The focus will be on patients residing in highly inaccessible and hilly regions in Assam, Tripura and neighbouring states. The hub of all tracking systems will be the Regional Medical Research Centre in Dibrugarh, Assam.

This centre will house the medical history of affected persons, the visits by medical staff and prescribed drug doses. Apart from this, the centre also has a drug alert system connecting hospitals or health care centres and a deceased's family, besides also a round-the-clock monitoring facility for drug-intake and disease follow-ups.

C-DAC scientist Dr Ganesh Karajkhede said, "While malaria or TB cases are reported everywhere in the country, the challenge in the North East is the accessibility to medical facilities.

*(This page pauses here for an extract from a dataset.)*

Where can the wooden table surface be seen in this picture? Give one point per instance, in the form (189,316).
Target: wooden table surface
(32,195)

People there are still largely dependent on government-run hospitals. However, now using technology, disease tracking and medical aid will improve significantly."

The state governments, too, have played a supportive role in implementation of the system, said Joint Director of Applied Artificial Intelligence (AAI) Group of C-DAC Anuradha Lele.

"Our systems will store all disease-related information of patients and help easy diagnosis and treatment through the government machinery. The state health departments have steered forwarded this application's reach in this region," said Lele.

With MoSQuIT, diagnosis reports are obtained instantly as opposed to a seven-day leap time when done manually by health workers. Similarly, the updated stock of medicines can also be obtained online instantly, which would otherwise need up to seven days.

'Integrated disease surveillance soon in NE'

While C-DAC has so far focused on two diseases, in the future, it plans integrating major illnesses prevailing in the North East. "Our work in developing an Integrated Disease Surveillance Programme (IDSP) is underway. Local government bodies are involved in the same," said Associate Director of AAI Ajai Kumar.